E por que a sétima arte brasileira não consegue se auto-sustentar? Que ponto a metodologia de desenvolvimento web mais utilizada tem em comum com a metodologia de produção de filmes nacionais?

Pode ser que Rodrigo Constantino, autor do livro “Prisioneiros da liberdade” clareie as coisas:

Muitos reclamam que Hollywood domina a indústria do cinema. Falam que os filmes americanos são “empurrados” para os consumidores, pela montanha de dinheiro gasta pelos estúdios. Mentira. A relação é inversa.
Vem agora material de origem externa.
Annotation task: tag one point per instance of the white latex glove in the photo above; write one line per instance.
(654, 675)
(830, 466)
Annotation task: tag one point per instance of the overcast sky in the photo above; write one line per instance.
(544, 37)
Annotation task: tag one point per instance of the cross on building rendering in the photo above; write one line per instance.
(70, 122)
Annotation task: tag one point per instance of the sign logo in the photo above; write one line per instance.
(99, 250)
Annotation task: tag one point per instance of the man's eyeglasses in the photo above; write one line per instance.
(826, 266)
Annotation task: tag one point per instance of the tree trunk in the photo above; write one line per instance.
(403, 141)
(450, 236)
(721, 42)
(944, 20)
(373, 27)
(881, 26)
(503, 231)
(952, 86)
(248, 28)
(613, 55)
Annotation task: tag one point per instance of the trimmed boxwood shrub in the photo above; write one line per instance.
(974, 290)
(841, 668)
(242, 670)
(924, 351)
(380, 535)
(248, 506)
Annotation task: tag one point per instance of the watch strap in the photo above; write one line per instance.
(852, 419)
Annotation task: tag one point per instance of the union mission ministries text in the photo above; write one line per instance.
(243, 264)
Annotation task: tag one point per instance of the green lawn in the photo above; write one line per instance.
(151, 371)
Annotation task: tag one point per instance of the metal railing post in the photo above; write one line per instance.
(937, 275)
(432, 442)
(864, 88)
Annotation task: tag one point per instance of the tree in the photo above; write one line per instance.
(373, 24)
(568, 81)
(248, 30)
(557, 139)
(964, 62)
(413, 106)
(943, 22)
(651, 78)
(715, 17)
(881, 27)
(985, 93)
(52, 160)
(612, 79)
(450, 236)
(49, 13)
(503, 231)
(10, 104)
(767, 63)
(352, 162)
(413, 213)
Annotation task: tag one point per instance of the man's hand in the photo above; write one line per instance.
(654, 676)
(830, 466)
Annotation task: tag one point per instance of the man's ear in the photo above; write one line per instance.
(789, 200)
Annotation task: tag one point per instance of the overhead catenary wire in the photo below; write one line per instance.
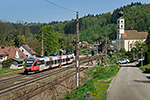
(60, 6)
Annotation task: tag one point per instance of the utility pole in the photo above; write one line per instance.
(106, 48)
(77, 52)
(42, 44)
(141, 56)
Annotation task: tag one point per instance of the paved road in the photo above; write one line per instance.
(130, 84)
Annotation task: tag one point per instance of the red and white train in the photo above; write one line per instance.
(34, 64)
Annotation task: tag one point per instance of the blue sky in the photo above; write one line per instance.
(42, 11)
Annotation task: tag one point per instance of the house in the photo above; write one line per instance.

Hollywood tem tanto dinheiro assim para gastar com filmes justamente porque agrada os consumidores. Cada novo filme é uma espécie de project finance, um empreendimento próprio. São milhares de alternativas, todos disputando a verba privada de financiamento. E a lógica vigente é a do livre mercado, onde o cliente final que seleciona os vencedores. Quem agrada o público, conhece o sucesso. E por isso vemos todo tipo de filme sendo produzido lá, para a satisfação de inúmeros nichos de mercado.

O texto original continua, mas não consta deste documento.